Vanderbilt seemed to be nothing but energy as he burned through the year on the hunt for every possible source of profit. On summer Sundays, when William had the
Thistle
sitting idle, Vanderbilt leased the
Bellona
to take New Yorkers to the Union Garden on Staten Island. He even arranged to sell the manure from Bellona Hall's stables to James Neilson, a self-styled gentleman farmer. Meanwhile he supervised the construction of a new vessel for the Union Line. Christened the
Emerald
, it was a “splendid new steam boat,” as it was advertised, and he proudly took command. But not for long.
21

At half past one o'clock in the morning on November 5, 1826, Vanderbilt awoke in his bed at Bellona Hall to the cries of his crewmen. The
Emerald
had caught fire. He raced out the door to the wharf, where “the vessel was found to be one enormous sheet of flame,” the
New York Gazette
reported.
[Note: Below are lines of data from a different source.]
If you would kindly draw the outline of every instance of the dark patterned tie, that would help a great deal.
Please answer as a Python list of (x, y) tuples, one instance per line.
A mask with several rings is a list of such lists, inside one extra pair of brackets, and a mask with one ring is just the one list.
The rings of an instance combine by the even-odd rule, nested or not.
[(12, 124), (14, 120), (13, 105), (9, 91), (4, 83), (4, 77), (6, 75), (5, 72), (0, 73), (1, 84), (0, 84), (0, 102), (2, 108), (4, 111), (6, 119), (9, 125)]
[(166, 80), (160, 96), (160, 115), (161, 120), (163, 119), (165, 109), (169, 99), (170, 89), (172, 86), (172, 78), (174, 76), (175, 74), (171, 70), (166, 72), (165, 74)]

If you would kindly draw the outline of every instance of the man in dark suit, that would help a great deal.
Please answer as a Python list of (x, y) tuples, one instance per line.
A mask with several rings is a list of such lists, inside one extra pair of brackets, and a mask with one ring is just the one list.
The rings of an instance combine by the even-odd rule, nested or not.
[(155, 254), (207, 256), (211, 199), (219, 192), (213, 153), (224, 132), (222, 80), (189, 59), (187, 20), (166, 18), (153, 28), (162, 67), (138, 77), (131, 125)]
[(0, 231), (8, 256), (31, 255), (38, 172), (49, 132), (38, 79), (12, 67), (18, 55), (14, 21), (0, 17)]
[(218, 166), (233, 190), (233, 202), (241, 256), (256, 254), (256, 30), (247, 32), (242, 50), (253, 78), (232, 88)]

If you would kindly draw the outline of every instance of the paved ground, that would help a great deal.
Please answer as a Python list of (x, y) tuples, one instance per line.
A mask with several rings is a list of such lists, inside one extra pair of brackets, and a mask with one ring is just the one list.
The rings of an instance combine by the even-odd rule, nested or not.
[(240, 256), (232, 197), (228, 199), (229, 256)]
The captain sent for help and hurried with his men to set up pumps to hose down the fire. They accomplished nothing. The flames crackled and burned along the length of the boat, eating down to the waterline. Seeing that the cause was hopeless, Vanderbilt ordered the men to cut its lines and set it adrift, lest a sloop at the dock catch fire as well. As the enormous torch floated into the current, he helplessly watched the destruction of much more than his employer's asset. “Capt. Vanderbilt lost considerable property in papers, &c.,” the
Gazette
reported, “and every article of clothing.”
22

A shame, to be sure—almost a tragedy, in fact, though no lives were lost. But the press report begs a fistful of questions.
Every
article of clothing? Was he living entirely on the boat? What about Bellona Hall? What about his wife and children? Thomas Gibbons had largely abandoned his family in his self-absorption and his greed; was Vanderbilt doing the same?

FIFTY YEARS LATER
, in a courtroom packed with spectators and reporters, in a city home to more than a million, “a gentleman with silvery white hair and iron gray moustache” took the stand, the
New York Times
reported, and testified about Vanderbilt's wife, Sophia. The witness was Daniel B. Allen; he was married to Sophia's second child, Ethelinda, and had heard hours of conversation among the siblings who had lived in Bellona Hall—Phebe (born in 1814), Ethelinda (1817), Eliza (1819), William, or Billy (1821), Emily (1823), and Sophia (1825). Their reverence for their mother knew no bounds. “The fact that Mrs. Vanderbilt had fulfilled the duties of a mother more completely than any woman they had ever known, had been talked over,” he testified. “In everything that interested her children she had full control. During a considerable portion of her life she had not only taken care of them, but fed, clothed, and educated them at her own expense, without getting a cent from [Cornelius].”